3) İşyeri esas alınmak suretiyle bildirgenin verilmediğine ilişkin; mahkemenin karar tarihinden, Kurumun denetim ve kontrolle görevli memurlarının tespit tarihinden, diğer kamu kurum ve kuruluşlarının denetim elemanlarının rapor tarihinden, bankalar, döner sermayeli kuruluşlar, kamu idareleri ile kanunla kurulan kurum ve kuruluşlardan alınan bilgi veya belgelerin Kuruma intikal tarihinden itibaren bir yıl içinde bu bendin (2) numaralı alt bendinde sayılan durumlardan biriyle tekrar bildirge verilmediğinin anlaşılması halinde, bildirgeyi vermekle yükümlü olanlar hakkında bu defa
-her bir sigortalı için asgari ücretin beş katı tutarında idari para cezası uygulanır.” denmiştir.
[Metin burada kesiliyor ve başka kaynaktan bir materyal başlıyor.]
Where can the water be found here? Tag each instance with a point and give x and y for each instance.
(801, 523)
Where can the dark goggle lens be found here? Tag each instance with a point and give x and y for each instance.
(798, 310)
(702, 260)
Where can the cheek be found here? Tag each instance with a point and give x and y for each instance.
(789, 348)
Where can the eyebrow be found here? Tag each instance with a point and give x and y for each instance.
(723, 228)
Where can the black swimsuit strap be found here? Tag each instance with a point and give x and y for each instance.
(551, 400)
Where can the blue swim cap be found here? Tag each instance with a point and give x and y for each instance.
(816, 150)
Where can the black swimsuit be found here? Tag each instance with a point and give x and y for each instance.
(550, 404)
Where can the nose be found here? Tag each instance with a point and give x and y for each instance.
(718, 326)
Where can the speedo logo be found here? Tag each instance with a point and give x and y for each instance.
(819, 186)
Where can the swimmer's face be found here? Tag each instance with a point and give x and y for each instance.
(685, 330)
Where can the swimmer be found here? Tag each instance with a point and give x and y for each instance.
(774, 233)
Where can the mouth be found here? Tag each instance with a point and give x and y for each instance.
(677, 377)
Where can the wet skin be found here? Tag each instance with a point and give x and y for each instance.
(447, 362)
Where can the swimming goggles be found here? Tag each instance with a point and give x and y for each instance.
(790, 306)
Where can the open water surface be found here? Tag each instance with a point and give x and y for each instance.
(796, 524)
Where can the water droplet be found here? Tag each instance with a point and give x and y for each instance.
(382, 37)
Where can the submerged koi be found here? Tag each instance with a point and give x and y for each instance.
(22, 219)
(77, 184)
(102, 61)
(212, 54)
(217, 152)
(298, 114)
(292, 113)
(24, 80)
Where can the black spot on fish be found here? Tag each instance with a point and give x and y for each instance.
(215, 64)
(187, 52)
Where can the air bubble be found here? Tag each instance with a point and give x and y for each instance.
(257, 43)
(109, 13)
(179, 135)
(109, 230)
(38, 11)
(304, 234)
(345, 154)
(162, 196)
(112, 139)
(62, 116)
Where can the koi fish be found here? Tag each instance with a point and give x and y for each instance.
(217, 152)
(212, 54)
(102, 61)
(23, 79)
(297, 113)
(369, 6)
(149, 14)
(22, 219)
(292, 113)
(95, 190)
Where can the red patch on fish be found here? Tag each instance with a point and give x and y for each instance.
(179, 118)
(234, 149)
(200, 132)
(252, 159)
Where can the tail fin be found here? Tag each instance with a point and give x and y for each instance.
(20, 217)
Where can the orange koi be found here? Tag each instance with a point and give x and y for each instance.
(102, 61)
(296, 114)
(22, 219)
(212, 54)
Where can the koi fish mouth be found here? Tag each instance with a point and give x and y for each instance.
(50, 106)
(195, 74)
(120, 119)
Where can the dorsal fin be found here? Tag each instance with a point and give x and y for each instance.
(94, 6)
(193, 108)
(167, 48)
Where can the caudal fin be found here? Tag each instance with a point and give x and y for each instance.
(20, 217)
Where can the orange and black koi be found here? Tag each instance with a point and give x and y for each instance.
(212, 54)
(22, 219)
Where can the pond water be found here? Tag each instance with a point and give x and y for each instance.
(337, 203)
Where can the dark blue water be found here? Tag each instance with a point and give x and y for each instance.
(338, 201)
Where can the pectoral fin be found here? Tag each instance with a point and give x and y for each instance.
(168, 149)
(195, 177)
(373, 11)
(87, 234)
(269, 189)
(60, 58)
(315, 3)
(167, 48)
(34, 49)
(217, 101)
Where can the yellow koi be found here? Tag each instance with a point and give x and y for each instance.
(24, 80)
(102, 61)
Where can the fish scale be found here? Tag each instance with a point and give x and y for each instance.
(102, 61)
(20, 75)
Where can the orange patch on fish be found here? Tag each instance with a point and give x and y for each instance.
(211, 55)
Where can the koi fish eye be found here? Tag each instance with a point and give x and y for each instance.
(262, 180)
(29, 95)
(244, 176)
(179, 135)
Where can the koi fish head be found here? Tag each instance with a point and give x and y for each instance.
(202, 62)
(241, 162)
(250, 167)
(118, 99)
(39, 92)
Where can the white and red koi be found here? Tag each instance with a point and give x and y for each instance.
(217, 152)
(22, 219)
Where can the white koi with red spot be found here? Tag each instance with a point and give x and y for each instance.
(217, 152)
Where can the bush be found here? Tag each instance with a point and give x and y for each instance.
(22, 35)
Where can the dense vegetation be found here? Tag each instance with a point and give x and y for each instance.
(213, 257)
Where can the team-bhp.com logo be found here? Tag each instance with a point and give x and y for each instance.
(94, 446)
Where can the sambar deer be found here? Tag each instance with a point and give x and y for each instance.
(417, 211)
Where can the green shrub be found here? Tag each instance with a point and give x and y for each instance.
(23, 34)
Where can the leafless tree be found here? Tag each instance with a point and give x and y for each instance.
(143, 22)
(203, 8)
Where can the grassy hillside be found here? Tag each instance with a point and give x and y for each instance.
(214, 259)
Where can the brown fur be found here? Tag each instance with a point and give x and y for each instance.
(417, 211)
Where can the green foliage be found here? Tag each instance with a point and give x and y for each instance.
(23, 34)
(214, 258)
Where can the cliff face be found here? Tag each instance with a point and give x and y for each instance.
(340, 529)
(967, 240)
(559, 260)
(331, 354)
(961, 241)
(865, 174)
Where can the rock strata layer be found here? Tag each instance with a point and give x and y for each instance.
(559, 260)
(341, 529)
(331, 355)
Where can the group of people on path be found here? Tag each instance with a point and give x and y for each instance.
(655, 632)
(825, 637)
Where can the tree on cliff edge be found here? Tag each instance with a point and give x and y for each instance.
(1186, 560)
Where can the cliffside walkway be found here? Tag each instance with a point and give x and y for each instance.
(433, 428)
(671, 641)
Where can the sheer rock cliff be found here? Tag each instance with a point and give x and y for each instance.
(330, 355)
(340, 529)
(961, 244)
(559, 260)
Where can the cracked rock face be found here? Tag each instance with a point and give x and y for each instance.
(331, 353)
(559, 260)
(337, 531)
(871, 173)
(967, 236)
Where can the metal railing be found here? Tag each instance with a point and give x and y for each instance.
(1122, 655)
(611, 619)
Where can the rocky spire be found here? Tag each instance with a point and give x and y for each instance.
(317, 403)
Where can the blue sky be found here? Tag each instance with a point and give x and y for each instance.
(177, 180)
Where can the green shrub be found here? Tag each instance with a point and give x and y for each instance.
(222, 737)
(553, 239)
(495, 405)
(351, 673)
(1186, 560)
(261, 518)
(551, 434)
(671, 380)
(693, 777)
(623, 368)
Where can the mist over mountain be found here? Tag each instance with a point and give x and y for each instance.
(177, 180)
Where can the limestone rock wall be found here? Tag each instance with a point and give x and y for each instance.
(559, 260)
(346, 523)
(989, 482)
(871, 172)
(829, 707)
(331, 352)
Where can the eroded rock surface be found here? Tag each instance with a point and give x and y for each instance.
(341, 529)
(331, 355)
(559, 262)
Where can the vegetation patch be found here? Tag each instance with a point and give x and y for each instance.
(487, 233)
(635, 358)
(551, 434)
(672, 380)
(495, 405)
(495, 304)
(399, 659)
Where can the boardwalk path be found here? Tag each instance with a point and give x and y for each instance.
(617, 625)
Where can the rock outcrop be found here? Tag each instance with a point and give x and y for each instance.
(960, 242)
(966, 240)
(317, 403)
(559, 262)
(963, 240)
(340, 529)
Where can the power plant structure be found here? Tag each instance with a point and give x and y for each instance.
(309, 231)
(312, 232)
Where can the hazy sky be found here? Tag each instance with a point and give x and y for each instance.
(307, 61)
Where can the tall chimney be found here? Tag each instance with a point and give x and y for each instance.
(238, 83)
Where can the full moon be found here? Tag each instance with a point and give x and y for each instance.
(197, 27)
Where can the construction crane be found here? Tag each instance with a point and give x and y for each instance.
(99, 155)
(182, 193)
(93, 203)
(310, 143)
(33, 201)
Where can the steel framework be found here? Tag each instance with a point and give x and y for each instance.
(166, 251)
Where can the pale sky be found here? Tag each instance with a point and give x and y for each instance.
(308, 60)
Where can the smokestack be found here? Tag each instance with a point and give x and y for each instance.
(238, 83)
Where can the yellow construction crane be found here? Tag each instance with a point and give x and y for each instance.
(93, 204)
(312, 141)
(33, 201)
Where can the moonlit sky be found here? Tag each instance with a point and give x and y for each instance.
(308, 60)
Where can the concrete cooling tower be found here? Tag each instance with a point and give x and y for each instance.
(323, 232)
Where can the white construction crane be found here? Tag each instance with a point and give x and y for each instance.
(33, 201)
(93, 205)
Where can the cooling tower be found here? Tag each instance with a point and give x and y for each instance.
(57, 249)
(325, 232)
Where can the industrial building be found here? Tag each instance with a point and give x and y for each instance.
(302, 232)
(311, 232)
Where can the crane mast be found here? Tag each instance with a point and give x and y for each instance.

Burada Aynı işyerinde, sigortalı işe giriş bildirgesinin verilmemesine ilişkin fiilin;
- Mahkemenin karar tarihinden,
- Kurumun denetim ve kontrolle görevli memurlarının tespit tarihinden,
- Diğer kamu kurum ve kuruluşlarının denetim elemanlarının rapor tarihinden,
-Bankalar, döner sermayeli kuruluşlar, kamu idareleri ile kanunla kurulan kurum ve kuruluşlardan alınan bilgi veya belgelerin Kuruma intikal tarihinden itibaren,
Bir yıllık süre içinde, birden fazla kez tespiti halinde, her bir sigortalı işe giriş bildirgesinden dolayı asgari ücretin beş katı tutarında idari para cezası uygulanacaktır.
4/1-b kapsamında sigortalı olanlar için 5510 sayılı Kanunun 8 inci maddesinin üçüncü fıkrasında belirtilen yükümlülüğün 15 gün içerisinde yerine getirilmemesi halinde, 5510 sayılı Kanunun 102 nci maddesinin birinci fıkrasının (g) bendine istinaden, bildirgenin verilmesi gereken sürenin son gününde geçerli olan asgari ücret üzerinden, bir aylık asgari ücret tutarında idari para cezası uygulanacaktır.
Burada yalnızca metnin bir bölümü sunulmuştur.